Bu kitap yine internetin derinliklerinde tavsiye kitap ararken karşıma çıkanlardan. Nedendir bilmiyorum ben bu kitabı çok farklı bir türde düşünerek almıştım.
Kitabın ismi her ne kadar kurbanı beslemek olsa da kitapta 3 farklı uzun öykü yer alıyor. Her biri zamanında ayrı ayrı yayınlanmış öyküler. Öyküler kurbanı beslemek ile başlıyor, Delilikten Kurtar Bizi ve Gözyaşlarımı Sileceği Gün ile devam ediyor.
Doğrusunu söylemek gerekirse hikayeler sırasıyla hantallaşıyor, kitap bir süre sonra çekilmez hale gelebiliyor. Kurbanı beslemek öyküsünün müthiş olduğunu söyleyebilirim. Irkçılığı, nefreti belki de günlük hayatta kurban ettiğiniz her şeye dem vuruyor kitap.

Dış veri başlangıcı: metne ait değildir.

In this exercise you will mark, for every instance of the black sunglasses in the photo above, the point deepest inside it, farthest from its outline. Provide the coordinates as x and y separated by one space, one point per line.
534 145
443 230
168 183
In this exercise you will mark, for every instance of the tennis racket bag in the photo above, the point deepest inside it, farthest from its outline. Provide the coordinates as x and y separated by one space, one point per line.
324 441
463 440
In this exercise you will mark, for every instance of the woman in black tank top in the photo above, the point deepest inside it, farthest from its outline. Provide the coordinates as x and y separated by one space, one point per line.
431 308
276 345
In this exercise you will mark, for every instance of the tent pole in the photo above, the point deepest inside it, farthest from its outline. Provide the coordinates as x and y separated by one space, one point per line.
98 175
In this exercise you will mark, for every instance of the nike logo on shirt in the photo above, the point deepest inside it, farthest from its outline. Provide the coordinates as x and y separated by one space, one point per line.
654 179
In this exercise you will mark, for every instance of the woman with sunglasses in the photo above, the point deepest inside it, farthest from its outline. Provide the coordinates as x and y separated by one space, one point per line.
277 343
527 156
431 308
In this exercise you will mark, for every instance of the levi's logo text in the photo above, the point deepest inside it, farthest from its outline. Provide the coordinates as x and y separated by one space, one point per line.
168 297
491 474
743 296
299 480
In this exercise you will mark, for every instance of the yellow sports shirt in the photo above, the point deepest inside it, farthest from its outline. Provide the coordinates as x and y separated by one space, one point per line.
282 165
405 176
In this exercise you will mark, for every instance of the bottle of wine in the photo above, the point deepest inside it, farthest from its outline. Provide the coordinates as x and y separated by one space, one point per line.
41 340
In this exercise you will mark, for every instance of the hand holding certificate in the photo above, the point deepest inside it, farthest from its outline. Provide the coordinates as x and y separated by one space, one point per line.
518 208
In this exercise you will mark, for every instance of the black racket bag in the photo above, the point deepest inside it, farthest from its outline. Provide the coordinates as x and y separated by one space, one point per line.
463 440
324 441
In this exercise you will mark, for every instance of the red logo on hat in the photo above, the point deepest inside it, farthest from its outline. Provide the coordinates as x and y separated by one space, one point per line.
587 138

Yazar bütün konuyu gündelik hayata bir çocuğun gözünden öyle güzel indirgemiş ki anlatamam.
Son hikaye o kadar yoğun o kadar dışlayıcı ki, ne olduğunu bile anlayamadım bir süre. Dönem olarak zaten Dünya Savaşı sonrası Japonya mevzu bahis olduğundan insanları anlamak ayrı bir zor olabiliyor.
Delilikten Kurtar Bizi konusunda söyleyecek bir şey bulamıyorum konu olarak duygusal açıdan çok derin. Fakat okuması en az son öykü kadar zor olabilecek bir öykü (Özellikle serviste takır tukur gidiyorken) .
Bir daha Kenzaburo Oe okur muyum bilinmez. Fena bir eser değil. Ama benlikte değildi.